Figure 2. Effect of Fru-1,6-P2 on the apparent affinity of ADP-Glc PPase for Pyr.

Other conditions for the assays were as described under Materials and Methods. Values are the mean of three independent measurements ± standard deviation.

To establish whether this synergy affected the interaction with the substrates, we determined the ATP and Glc-1P apparent affinities in presence of Pyr (25 or 50 mM) and sub-saturating, slightly above half-saturation, or saturating concentrations of Fru-1,6-P2 (10, 150 or 2000 µM, respectively). As illustrated in Table 1 (D), the combination of activators enhanced the affinity toward the enzyme substrates. This effect was higher than the ones produced by each of them separately (Table 1, C & E). Thus, 10 µM Fru-1,6-P2 alone only slightly (1.2- to 1.3-fold) modified the affinity for either of the substrates. However, when combined with 25 mM Pyr, the affinity for Glc-1P increased 4.1-fold (compared to values in absence of any effector). On the other hand, the increase caused by 25 mM Pyr alone was only 1.7-fold. As well, the presence of both activators lowered the S0.5 for ATP 6.6-fold, whereas 25 mM Pyr in absence of Fru-1,6-P2 decreased it 3.9-fold. In addition, saturating concentrations of both activators (Table 1, assay condition F) produced the highest apparent affinities for substrates in the E. coli ADP-Glc PPase, indicating that Pyr enhanced the activation exerted by Fru-1,6-P2 alone (Table 1, condition G).

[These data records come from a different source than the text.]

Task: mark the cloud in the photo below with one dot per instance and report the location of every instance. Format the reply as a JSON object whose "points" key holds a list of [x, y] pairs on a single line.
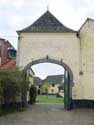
{"points": [[18, 14]]}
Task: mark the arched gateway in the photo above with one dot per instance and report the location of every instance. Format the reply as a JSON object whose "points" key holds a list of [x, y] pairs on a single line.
{"points": [[74, 50]]}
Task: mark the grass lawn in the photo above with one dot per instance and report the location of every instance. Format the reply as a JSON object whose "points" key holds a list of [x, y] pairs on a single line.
{"points": [[49, 99]]}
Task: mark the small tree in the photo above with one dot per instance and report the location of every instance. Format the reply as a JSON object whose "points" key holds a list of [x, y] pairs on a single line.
{"points": [[11, 85]]}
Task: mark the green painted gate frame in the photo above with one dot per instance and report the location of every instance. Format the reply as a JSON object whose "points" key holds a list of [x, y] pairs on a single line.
{"points": [[68, 80]]}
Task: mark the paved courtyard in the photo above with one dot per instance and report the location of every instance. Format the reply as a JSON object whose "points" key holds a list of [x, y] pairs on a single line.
{"points": [[49, 114]]}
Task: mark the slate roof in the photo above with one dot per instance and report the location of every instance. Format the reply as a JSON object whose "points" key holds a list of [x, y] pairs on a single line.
{"points": [[9, 45], [54, 79], [47, 23], [9, 65]]}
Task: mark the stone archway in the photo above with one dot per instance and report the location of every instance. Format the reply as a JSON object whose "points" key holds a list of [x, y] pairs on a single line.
{"points": [[68, 78]]}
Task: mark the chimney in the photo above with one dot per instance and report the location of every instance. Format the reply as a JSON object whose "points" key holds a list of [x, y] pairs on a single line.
{"points": [[4, 52]]}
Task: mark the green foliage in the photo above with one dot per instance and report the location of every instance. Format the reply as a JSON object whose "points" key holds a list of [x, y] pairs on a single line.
{"points": [[33, 94], [11, 85]]}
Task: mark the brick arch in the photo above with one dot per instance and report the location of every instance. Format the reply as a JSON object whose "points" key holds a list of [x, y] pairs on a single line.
{"points": [[69, 84], [49, 60]]}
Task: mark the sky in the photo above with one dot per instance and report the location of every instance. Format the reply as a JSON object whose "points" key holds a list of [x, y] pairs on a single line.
{"points": [[18, 14], [41, 71]]}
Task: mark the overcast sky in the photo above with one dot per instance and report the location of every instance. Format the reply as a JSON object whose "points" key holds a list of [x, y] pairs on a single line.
{"points": [[18, 14], [45, 69]]}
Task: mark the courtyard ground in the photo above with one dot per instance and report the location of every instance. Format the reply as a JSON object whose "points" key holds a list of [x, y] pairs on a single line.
{"points": [[49, 114]]}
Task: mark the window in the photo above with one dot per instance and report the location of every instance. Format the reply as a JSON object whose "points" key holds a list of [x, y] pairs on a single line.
{"points": [[53, 85]]}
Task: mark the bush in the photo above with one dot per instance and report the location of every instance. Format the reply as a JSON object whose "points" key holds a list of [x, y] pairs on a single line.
{"points": [[33, 94], [11, 86]]}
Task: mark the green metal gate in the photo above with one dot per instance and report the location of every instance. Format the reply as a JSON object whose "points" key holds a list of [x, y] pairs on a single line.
{"points": [[67, 89]]}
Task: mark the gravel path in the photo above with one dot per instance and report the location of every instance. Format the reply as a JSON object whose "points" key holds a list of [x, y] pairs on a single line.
{"points": [[49, 114]]}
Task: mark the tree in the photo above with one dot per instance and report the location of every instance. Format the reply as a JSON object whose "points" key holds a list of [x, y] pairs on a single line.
{"points": [[11, 85]]}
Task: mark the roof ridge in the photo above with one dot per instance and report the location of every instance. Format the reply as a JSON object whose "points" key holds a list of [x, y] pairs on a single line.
{"points": [[47, 22]]}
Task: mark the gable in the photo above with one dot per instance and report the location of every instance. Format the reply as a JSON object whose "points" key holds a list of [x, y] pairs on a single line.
{"points": [[47, 23]]}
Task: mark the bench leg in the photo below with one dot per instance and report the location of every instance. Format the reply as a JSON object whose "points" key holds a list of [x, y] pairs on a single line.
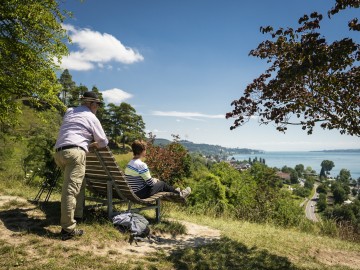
{"points": [[158, 210], [109, 199]]}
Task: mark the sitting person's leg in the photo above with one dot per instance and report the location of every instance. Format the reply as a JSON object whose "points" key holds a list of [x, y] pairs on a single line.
{"points": [[159, 186]]}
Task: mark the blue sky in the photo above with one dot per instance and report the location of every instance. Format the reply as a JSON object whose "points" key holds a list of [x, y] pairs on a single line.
{"points": [[180, 64]]}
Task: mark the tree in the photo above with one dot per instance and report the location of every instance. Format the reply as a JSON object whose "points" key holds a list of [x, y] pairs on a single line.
{"points": [[326, 166], [339, 193], [294, 178], [322, 188], [322, 203], [344, 176], [310, 80], [299, 169], [169, 163], [126, 125], [31, 38], [67, 84]]}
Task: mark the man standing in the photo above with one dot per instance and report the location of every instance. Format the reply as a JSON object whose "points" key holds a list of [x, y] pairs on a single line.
{"points": [[80, 130]]}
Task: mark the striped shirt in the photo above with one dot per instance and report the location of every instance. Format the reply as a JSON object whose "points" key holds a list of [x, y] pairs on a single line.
{"points": [[138, 175]]}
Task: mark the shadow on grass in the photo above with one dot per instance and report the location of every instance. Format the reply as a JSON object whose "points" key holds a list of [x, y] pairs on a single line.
{"points": [[227, 254], [28, 219]]}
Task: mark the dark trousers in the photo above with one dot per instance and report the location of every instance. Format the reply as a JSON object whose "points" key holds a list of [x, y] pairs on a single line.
{"points": [[159, 186]]}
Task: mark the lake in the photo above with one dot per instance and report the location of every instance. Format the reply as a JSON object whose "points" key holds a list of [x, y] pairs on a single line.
{"points": [[342, 160]]}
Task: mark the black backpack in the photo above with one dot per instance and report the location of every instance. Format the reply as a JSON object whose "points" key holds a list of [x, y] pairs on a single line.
{"points": [[136, 225]]}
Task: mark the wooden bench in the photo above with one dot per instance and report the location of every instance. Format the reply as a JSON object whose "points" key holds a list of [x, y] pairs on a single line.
{"points": [[105, 179]]}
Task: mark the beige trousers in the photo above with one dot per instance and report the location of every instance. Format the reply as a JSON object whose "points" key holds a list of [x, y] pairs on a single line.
{"points": [[72, 163]]}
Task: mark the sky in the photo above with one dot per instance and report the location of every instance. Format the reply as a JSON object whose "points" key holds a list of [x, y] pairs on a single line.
{"points": [[180, 64]]}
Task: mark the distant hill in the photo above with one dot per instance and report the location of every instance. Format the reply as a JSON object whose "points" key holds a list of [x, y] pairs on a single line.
{"points": [[340, 150], [209, 149]]}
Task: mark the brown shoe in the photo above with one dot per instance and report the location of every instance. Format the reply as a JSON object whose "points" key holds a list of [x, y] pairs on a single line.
{"points": [[68, 235]]}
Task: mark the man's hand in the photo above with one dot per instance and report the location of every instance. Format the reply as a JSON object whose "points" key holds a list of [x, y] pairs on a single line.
{"points": [[94, 145], [155, 180]]}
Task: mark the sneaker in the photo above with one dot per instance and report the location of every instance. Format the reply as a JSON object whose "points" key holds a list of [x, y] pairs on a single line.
{"points": [[79, 220], [186, 192], [68, 235]]}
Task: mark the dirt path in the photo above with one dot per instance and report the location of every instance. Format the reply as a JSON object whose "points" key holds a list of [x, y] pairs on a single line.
{"points": [[14, 221]]}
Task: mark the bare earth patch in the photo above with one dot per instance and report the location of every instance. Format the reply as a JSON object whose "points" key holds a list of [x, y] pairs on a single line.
{"points": [[339, 257], [18, 217], [23, 215]]}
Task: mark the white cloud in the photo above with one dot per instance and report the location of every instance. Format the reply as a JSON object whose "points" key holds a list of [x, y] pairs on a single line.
{"points": [[115, 96], [96, 48], [188, 115]]}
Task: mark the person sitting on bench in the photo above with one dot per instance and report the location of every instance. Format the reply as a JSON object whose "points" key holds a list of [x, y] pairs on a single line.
{"points": [[139, 178]]}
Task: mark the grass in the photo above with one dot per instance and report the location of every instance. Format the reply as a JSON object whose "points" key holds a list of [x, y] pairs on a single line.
{"points": [[243, 245], [32, 241]]}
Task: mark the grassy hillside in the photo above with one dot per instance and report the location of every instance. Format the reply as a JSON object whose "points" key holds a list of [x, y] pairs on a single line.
{"points": [[29, 239], [29, 233]]}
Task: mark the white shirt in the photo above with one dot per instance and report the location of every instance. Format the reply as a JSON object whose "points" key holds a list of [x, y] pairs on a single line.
{"points": [[81, 127]]}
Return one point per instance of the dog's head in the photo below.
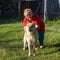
(30, 27)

The Pyr to Fru-1,6-P2 synergistic interaction is also reinforced by results showed in Figure 3. We analyzed the E. coli ADP-Glc PPase response to Fru-1,6-P2 when the enzyme was in absence or presence of sub-saturating concentrations of Pyr (Figure 3A). The concentration of Pyr, 2.5 mM, was 10-fold lower than its A0.5. Notably, this Pyr concentration, which has no prominent intrinsic effect on the E. coli ADP-Glc PPase, doubled the Fru-1,6-P2 apparent affinity (the Fru-1,6-P2 A0.5 value changed from 0.12 mM to 0.07 mM). In addition, Pyr clearly increased the enzyme sensitivity to pyridoxal-5′-phosphate (PLP) (Figure 3B). In previous works, it was demonstrated that PLP is incorporated to the E. coli ADP-Glc PPase emulating Fru-1,6-P2 activation by binding to Lys39 [27][29]. In that respect, PLP has been extensively used as an analog of activators, not only in enzymes activated by Fru-1,6-P2, but also by 3-phosphoglycerate. Indeed, the enzyme became more susceptible to PLP in presence of 10 mM Pyr; not only with a decrease in the A0.5 value (from 2.7 µM to 1.0 µM), but also with a dramatic change (from sigmoidal to hyperbolic) in the activation pattern (Figure 3B). In addition, we evaluated the Pyr activation of the E. coli ADP-Glc PPase in presence of 1 µM PLP, which has no direct effect on the enzyme. In this condition, the A0.5 for the keto acid was as low as 3.7 mM (data not shown). This indicated that a sub functional concentration of PLP lowered the A0.5 for Pyr one order of magnitude. This result agrees with the observed increase in the affinity for Pyr caused by Fru-1,6-P2 (Figure 1 and Table 1). As a whole, it could be inferred that Pyr at lower concentrations makes the enzyme more sensitive to Fru-1,6-P2, and vice versa.

Figure 3.

A) Effect of Pyr on the saturation curves for Fru-1,6-P2. Assays were performed in the absence (control, ○), or the presence of Pyr (2.5 mM, •; or 10 mM, ▴). B) Effect of Pyr on the saturation curves for PLP. Assays were performed in the absence (control, ○), or the presence of 10 mM Pyr (▴). Other conditions for the assays were as described under Materials and Methods.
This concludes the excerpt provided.